Abercrombie & Fitch stock: what comes next after the 18% plunge on outlook update

NEW YORK, Jan 13, 2026, 04:45 EST — Premarket

  • Shares of Abercrombie & Fitch held steady in premarket, following a sharp 17.7% drop on Monday that pushed the stock down to $102.78.
  • The retailer cut its full-year sales growth forecast while boosting its capital spending plan, citing tariff-related expenses.
  • Investors await further insights from management at the ICR Conference, particularly on the impact of tariffs on margins.

Abercrombie & Fitch (ANF.N) held steady near $102.78 in premarket Tuesday, following a sharp 17.7% drop the previous day.
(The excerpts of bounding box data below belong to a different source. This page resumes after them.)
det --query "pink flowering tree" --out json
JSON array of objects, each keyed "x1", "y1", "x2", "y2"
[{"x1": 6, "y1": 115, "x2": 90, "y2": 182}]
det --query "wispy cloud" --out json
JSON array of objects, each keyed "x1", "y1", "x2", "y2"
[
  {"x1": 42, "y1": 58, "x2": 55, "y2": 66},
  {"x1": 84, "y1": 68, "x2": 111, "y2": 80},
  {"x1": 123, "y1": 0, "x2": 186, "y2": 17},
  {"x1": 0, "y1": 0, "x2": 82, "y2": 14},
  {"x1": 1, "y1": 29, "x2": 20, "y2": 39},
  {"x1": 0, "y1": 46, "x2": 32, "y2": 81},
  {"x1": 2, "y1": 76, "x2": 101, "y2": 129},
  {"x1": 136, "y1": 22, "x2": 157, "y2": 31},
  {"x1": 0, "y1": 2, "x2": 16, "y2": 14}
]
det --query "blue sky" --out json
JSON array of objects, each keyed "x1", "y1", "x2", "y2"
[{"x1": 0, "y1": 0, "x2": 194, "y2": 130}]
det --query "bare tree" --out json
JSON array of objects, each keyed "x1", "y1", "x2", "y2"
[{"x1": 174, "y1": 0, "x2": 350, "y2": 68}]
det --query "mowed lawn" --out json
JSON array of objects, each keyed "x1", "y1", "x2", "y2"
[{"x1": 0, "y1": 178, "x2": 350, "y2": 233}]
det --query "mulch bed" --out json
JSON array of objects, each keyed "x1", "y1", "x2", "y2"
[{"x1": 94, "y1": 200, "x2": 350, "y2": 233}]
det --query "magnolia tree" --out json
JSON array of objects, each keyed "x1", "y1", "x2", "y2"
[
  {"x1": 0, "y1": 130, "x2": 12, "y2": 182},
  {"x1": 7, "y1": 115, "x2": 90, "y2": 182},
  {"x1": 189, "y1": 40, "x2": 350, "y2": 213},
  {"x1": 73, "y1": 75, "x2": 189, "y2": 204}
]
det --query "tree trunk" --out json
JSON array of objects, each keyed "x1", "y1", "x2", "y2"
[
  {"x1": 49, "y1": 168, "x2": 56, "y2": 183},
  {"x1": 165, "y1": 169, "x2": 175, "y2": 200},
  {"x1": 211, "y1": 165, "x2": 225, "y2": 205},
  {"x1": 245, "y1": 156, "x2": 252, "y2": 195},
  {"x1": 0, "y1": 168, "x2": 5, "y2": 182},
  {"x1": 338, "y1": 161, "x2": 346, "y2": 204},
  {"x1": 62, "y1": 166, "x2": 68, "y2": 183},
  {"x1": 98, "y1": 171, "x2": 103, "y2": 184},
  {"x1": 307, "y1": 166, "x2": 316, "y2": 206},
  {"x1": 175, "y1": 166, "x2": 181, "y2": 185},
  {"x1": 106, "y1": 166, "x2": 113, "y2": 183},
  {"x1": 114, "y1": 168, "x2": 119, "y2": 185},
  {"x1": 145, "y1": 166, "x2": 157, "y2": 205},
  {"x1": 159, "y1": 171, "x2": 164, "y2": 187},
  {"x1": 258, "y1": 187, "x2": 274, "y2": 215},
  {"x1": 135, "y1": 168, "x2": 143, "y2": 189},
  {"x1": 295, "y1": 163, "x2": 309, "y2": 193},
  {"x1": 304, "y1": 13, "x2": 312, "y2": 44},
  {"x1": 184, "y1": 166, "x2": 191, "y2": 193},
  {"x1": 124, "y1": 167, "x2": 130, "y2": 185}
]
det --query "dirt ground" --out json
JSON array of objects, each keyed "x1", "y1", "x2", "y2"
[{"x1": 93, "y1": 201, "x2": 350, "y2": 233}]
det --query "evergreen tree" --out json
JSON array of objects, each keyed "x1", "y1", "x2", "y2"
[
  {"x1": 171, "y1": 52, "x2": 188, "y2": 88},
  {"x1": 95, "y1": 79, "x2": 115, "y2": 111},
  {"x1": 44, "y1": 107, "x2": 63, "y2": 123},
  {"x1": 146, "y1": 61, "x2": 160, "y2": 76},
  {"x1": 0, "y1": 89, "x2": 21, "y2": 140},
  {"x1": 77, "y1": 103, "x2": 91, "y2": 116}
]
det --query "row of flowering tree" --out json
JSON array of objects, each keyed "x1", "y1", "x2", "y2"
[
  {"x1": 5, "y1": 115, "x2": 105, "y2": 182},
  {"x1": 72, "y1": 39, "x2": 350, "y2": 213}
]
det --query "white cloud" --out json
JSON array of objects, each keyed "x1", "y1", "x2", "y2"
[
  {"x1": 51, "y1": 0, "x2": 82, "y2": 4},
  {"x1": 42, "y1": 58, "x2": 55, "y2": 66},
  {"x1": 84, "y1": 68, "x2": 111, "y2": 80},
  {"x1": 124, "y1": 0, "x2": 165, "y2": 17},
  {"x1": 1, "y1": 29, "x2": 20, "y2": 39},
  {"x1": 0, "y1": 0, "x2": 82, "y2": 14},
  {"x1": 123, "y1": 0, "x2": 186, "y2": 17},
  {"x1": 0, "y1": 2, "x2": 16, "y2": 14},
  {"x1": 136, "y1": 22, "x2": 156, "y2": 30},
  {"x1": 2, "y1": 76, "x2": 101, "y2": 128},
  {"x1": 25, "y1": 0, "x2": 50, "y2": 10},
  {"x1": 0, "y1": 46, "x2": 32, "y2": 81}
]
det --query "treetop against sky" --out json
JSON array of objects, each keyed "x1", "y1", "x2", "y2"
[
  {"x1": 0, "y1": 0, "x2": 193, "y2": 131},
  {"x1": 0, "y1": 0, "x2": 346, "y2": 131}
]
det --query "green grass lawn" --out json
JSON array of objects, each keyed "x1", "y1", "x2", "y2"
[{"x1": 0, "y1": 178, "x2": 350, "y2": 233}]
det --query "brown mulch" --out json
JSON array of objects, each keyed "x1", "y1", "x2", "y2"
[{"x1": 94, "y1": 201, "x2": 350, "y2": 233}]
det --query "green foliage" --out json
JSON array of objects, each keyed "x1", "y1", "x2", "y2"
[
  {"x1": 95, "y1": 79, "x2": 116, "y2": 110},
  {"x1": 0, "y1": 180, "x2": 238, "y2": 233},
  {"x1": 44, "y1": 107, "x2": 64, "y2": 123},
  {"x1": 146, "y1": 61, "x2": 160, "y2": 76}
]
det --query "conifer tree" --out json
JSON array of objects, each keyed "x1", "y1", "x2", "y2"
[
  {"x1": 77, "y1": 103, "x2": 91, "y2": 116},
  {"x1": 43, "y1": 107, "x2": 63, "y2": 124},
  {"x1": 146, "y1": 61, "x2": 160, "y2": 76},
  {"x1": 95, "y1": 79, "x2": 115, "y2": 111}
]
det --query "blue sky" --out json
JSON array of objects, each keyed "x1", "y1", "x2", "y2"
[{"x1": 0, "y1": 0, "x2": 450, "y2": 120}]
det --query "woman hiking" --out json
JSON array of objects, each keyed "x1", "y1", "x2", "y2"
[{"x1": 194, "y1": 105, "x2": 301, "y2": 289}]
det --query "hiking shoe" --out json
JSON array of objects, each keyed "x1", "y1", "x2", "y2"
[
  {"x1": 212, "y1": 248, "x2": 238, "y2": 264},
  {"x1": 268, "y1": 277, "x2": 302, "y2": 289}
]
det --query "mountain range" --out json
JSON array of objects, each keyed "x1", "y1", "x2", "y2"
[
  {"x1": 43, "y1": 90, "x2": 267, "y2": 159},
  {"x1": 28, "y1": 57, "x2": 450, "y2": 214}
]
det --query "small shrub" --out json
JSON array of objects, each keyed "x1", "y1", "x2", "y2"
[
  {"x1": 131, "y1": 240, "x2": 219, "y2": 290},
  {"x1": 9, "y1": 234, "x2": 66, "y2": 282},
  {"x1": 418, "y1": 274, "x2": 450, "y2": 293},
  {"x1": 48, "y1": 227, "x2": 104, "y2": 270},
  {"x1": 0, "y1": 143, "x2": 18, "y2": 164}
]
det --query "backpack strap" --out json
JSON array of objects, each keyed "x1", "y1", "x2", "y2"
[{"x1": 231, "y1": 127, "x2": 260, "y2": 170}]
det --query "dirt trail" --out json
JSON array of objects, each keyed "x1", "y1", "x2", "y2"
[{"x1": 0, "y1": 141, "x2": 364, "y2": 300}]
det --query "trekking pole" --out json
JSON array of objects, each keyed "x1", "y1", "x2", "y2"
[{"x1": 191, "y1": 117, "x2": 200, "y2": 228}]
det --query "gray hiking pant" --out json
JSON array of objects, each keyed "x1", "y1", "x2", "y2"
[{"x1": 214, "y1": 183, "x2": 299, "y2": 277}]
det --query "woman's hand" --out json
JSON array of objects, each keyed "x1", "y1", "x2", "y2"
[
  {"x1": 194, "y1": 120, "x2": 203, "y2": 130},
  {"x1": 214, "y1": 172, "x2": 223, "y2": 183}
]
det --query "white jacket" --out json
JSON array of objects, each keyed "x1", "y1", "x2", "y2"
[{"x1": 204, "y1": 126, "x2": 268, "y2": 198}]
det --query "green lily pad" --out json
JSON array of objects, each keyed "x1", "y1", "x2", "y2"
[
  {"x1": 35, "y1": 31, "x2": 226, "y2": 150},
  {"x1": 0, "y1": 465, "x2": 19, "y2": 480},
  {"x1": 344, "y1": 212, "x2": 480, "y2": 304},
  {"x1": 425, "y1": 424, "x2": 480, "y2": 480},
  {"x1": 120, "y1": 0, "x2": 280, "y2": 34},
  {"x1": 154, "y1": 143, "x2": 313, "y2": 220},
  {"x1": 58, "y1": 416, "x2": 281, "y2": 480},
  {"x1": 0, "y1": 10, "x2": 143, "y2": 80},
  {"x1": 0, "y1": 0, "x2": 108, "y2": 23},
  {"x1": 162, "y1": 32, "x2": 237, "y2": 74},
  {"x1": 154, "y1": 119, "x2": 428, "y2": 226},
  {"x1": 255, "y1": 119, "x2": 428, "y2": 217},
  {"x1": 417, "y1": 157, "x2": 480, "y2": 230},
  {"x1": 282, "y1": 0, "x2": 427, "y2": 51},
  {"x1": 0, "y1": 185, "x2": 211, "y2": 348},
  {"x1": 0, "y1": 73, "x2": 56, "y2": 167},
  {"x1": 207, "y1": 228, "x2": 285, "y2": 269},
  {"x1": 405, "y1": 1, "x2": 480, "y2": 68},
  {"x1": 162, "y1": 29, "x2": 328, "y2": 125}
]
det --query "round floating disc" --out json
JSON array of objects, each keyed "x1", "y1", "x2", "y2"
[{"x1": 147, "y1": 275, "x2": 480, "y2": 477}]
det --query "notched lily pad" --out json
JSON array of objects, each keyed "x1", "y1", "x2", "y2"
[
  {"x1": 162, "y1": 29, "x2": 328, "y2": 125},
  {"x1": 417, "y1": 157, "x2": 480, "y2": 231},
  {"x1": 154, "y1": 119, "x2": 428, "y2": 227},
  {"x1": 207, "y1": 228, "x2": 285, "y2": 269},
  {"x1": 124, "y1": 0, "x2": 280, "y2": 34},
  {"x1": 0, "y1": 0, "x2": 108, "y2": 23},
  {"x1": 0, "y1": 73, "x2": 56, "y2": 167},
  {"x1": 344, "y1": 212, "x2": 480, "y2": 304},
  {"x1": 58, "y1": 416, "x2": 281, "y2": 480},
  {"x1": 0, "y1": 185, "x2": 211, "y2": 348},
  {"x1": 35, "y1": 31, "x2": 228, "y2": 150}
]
The stock closed Monday at $102.78, with roughly 6.6 million shares exchanged, after the company trimmed some of its guidance.

This shift matters today because the update didn’t signal falling demand — it flagged tighter economics. A small cut to sales growth, weaker margin forecasts, and ramped-up spending can easily unsettle a retail stock riding high on expectations.

The news came as retailers gathered with investors at the ICR Conference, a time when companies frequently trim guidance and the market digs for clues about the holiday season’s true impact. Traders are focused on whether pricing will turn more promotional and if cost pressures, rather than sales, will dominate the narrative heading into 2026.

Abercrombie cut its fiscal 2025 net sales growth forecast to at least 6%, down from the previous 6% to 7% range, according to an 8-K filing. The company now anticipates an operating margin near 13%, slightly below the prior 13.0% to 13.5% estimate. It left its full-year share repurchase plan steady at about $450 million but raised capital spending to roughly $245 million. Full-year earnings guidance tightened to a range of $10.30 to $10.40 per share. For Q4, Abercrombie projects net sales growth around 5% and earnings between $3.50 and $3.60 per share. CEO Fran Horowitz noted the company posted “record quarter-to-date net sales through fiscal December.” The forecast factors in roughly $90 million in tariff costs, which equate to about 170 basis points (1.7 percentage points) of sales after mitigation. SEC

Sentiment across the sector leaned cautious. American Eagle and Urban Outfitters both signaled slower holiday-quarter sales. Consumer Edge analyst Michael Gunther noted the “theme of value-seeking behavior was on full display in this morning’s slew of retail pre-announcements,” reflecting investor concerns over full-price sales and inventory control. Reuters

Abercrombie’s story flipped quickly—from “how high can growth climb” to “how solid are the margins.” The sales adjustment was minor, yet the margin cut and a clear tariff line caught sellers’ attention.

Some investors are betting on a rebound after the single-day selloff. Others want to see evidence the company can maintain pricing power even as it ramps up spending on stores and digital, without costs outpacing demand.

The downside is straightforward: if promotions ramp up after the holidays or tariffs shift again, that margin buffer could shrink fast. A more volatile consumer environment would only make it tougher to compensate through volume.

Insights will hinge on what management reveals — and leaves unsaid — during investor sessions at the ICR Conference running through Tuesday. Focus centers on tariff mitigation efforts and whether Q4 momentum persisted into January. With the fiscal year closing Jan. 31, all eyes are on the last stretch of results and upcoming guidance.